Es will auch etwas heißen, wenn der amtierende Chef des US-Militärgeheimdienstes, Generalleutnant Michael Flynn, öffentlich davon abrät, die Hamas zu beseitigen, weil an deren Stelle die radikal-sunnitische Gruppe ISIS, die Ende Juni in den von ihr kontrollierten Teilen des Iraks und Syriens ein Kalifat unter Schariagesetz ausgerufen hat, treten könnte. Dies sagte der mehrfach dekorierte Flynn, der viele Jahre im Irak und in Afghanistan gedient hat, am 25. Juli bei einer Podiumsdiskusson auf dem Aspen Security Forum in Colorado. Auch wenn bislang wenig davon im US-Kongreß, wo sich die Kongreßabgeordneten und Senatoren dem finanziellen Einfluß der zionistischen Lobby nicht entziehen können, zu merken ist, haben die jüngsten Ereignisse in Gaza zweifelsohne die öffentliche Wahrnehmung des Nahost-Konfliktes in den USA zuungunsten Israels verschoben.
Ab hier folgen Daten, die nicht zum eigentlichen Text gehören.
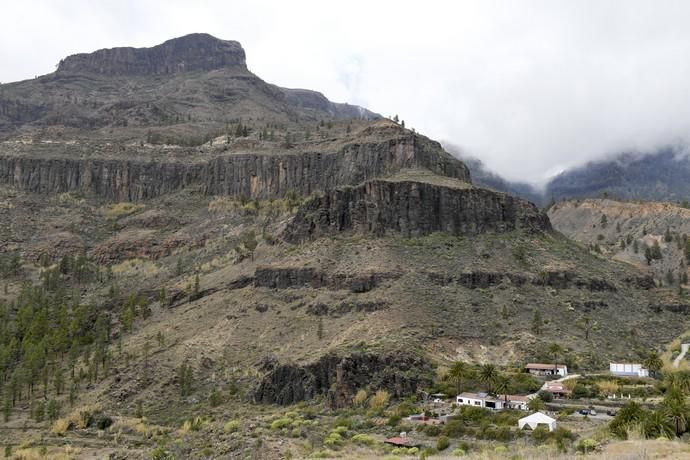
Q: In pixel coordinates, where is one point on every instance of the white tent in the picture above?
(536, 419)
In den vergangenen Tagen hat US-Außenminister John Kerry mit Vertretern aus Ägypten, der Türkei und Katar sowie den beiden Konfliktparteien Israel und Hamas vergeblich eine Beendigung der militärischen Auseinandersetzung um Gaza herbeizuführen versucht. Israel lehnt eine Waffenruhe ab, um weiterhin seine Bodenoffensive gegen die Tunnelanlagen der Hamas fortsetzen zu können. Die Hamas weigert sich, die Waffen schweigen zu lassen, weil sie im Gegenzug für eine Demilitarisierung Gazas die Aufhebung der seit 2006 von Israel verhängten Blockade will. Hierzu gehört nach Ansicht der Hamas sowohl die Öffnung der Grenzen nach Israel und Ägypten als auch die Inbetriebnahme eines Tiefseehafens und eines internationalen Flughafens, damit die Bewohner des Gazastreifens künftig, ohne ein Veto Israels befürchten zu müssen, in die Welt reisen und Handelsbeziehungen aufbauen können.
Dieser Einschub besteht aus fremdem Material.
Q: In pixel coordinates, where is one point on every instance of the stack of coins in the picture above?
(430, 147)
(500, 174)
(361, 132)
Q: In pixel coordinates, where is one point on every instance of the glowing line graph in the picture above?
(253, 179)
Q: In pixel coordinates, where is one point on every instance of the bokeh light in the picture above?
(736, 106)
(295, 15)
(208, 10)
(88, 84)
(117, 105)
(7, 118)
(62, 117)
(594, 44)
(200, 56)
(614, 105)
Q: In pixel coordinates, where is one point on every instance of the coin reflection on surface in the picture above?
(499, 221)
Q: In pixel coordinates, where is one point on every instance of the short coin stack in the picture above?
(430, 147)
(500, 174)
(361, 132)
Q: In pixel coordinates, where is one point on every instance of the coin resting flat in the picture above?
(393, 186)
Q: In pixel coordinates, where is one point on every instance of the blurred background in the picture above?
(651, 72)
Nach Meinung vieler Beobachter gehört als unausgesprochenes Ziel zur Operation Protective Edge der Sturz der palästinensischen Einheitsregierung, welche die in Ramallah im Westjordanland herrschende PLO und die Hamas in Gaza Anfang Juni vereinbart hatten. Hierzu wird es vermutlich nicht kommen. Die Solidarisierung der Palästinenser auf der Westbank mit ihren Landsleuten in Gaza, wie man sie anhand der riesigen Demonstrationen, die zum Teil in gewalttätige Straßenschlachten mit den israelischen Sicherheitskräften ausgeartet sind, beobachten konnte, hat ein Ausmaß erreicht, daß sich Präsident Mahmud Abbas nicht mehr von der Hamas distanzieren darf, selbst wenn er es wollte. Im Gegenteil ist der PLO-Vorsitzende vor wenigen Tagen nach Katar gereist, um sich mit dem im Exil lebenden Hamas-Chef Khalid Meschal über eine gemeinsame Position zu beraten.
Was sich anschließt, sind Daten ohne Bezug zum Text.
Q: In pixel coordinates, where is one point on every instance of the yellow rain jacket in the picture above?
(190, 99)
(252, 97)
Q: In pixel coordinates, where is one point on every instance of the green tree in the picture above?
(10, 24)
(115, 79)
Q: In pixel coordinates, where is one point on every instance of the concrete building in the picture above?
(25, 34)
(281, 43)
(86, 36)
Als nach dem einmonatigen Libanon-Krieg im Sommer 2006 feststand, daß Israel 121 Soldaten und die Hisb-Allah-Miliz 200 bis 500 Kämpfer verloren hatte, wurde jener Konflikt von den Militärexperten weltweit als Niederlage für Tel Aviv und die Regierung Ehud Olmerts gedeutet. Allem Anschein nach steuert der aktuelle Gaza-Konflikt auf ein ähnliches Ergebnis zu. Was dies für die Möglichkeit eines friedlichen Zusammenlebens zwischen Israelis und Palästinensern - ob im Rahmen einer Ein- oder Zweitstaatenlösung sei dahingestellt -, bedeuten könnte, ist unklar. Für die zukünftige Entwicklung dürfte die innenpolitische Debatte in Israel entscheidend sein. Setzen sich weiterhin diejenigen Kräfte durch, die einen grundlegenden Kompromiß mit den Palästinensern torpedieren und an dem Traum von einem Großisrael festhalten, ist kein baldiges Ende des Blutvergießens in Sicht.